For Aiello and ITU, assessments are also being retooled. “Since AI is perfectly able to solve most simple programming problems, when it comes to examination of students, we will need to make sure that the exams of computer science fundamentals are performed in a controlled environment in which AI cannot be used, to make sure we can appropriately certify competence,” he says.

Further into the future, Strachan believes that actually being able to code will become an extinct skill thanks to generative AI tools. “ChatGPT and other tools can do it better than we can,” she says. “They’re very good at syntax. We get syntax wrong all the time.” 

If that is to be the case, it becomes an obvious choice to incorporate how to use the tools – and check their output for errors – into teaching. “We now need to emphasize to students that yes, you can use these tools, but you need to know what it’s doing is okay. And how do you know that if you don’t know the basics?” she says.

Navigating this shift as an engineering manager

Teaching students the basics will be important, but the impact of generative AI on the current crop of computer science students is yet to be seen. If it is able to lower the bar to entry for the software developer profession, what does that mean for the historically ‘safe’, and potentially lucrative, computer science degree?

“Nobody knows, right?” says Matt Welsh, chief architect at AI startup Fixie.ai and a former professor of computer science at Harvard. “We're going to figure this out as that first generation of graduates starts to come out into the workforce in the next year or two.”

Welsh believes it’s important that using generative AI tools is taught in universities. “I’ve been programming for something like 40 years, and I myself go to ChatGPT all the time with stupid questions,” he says. 

He also believes that it could help engineering managers break out of their standard set of candidates. That’s because the old ways of interviewing – getting a candidate to stand at a whiteboard without a computer and hand write code using a pen – will go out of the window. 
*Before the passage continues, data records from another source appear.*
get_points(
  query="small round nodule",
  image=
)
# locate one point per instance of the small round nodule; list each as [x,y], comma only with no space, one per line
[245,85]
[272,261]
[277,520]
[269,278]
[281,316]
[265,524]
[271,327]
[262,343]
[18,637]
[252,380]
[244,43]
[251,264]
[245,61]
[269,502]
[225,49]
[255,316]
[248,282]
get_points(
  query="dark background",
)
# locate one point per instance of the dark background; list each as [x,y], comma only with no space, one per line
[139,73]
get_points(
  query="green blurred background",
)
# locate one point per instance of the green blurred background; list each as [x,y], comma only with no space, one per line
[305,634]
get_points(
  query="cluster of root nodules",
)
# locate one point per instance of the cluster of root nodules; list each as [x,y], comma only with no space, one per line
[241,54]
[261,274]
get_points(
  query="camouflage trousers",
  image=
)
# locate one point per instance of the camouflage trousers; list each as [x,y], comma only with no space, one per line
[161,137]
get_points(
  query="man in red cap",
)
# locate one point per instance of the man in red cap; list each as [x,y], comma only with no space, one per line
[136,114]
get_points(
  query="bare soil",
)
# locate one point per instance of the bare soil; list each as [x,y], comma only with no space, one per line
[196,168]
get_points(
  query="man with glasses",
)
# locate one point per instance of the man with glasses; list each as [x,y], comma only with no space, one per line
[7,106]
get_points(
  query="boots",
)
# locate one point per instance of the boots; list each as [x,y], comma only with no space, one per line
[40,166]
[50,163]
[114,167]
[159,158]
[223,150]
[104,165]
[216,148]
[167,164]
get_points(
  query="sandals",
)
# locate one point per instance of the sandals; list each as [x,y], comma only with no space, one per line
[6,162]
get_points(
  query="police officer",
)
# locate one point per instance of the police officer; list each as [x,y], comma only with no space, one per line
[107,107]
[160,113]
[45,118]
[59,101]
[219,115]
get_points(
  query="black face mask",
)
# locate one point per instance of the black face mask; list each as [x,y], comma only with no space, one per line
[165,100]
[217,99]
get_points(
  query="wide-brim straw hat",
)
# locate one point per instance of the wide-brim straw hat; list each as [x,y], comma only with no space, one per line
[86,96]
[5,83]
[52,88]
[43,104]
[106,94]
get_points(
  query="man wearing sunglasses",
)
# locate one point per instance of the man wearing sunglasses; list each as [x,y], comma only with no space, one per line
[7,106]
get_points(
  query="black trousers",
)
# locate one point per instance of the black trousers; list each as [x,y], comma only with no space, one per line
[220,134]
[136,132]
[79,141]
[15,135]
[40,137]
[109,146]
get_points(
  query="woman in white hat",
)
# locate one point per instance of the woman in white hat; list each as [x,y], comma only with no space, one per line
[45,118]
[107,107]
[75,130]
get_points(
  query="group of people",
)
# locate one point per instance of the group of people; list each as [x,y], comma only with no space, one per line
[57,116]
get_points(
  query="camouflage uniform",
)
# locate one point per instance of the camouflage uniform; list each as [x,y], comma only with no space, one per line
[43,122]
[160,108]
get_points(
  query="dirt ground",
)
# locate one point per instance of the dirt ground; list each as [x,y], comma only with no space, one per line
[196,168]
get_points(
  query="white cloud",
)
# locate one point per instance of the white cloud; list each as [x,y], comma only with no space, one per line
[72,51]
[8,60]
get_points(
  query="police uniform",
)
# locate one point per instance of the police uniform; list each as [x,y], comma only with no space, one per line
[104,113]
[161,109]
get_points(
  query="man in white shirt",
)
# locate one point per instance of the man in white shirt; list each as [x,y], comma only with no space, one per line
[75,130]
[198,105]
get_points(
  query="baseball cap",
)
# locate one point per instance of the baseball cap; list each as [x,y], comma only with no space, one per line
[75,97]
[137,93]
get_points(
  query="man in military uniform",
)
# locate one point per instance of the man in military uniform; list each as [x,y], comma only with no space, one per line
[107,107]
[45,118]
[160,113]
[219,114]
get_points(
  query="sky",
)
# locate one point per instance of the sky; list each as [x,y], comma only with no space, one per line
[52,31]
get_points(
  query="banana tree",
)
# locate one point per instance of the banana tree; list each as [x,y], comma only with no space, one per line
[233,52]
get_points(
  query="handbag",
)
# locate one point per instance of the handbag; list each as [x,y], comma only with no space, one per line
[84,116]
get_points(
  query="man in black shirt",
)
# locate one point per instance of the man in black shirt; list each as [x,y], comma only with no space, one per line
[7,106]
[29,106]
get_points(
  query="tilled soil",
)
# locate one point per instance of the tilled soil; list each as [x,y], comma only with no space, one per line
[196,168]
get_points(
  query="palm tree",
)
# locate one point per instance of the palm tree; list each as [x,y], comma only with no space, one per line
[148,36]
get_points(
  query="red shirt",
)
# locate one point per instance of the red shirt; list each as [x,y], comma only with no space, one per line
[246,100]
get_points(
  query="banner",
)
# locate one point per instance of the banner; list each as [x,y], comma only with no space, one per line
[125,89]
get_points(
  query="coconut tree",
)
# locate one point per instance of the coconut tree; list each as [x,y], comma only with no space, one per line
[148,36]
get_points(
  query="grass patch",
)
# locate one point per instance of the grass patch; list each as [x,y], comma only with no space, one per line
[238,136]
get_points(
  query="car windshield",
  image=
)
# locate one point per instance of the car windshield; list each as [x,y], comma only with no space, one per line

“A lot of people feel – myself included – that being able to do whiteboard coding does not mean that you can be effective working in a large code base, navigating the complexity of other people's designs, or using tools effectively,” he says. Instead, hiring managers should look for how well staff can use the tools at their disposal: including those which leverage generative AI.

Generative AI could also finally open up the field to a broader group, and not just those who can afford a university education. “Over time, we're going to have more and more people entering the field that are coming from very different backgrounds. And I think that's a good thing,” Welsh said.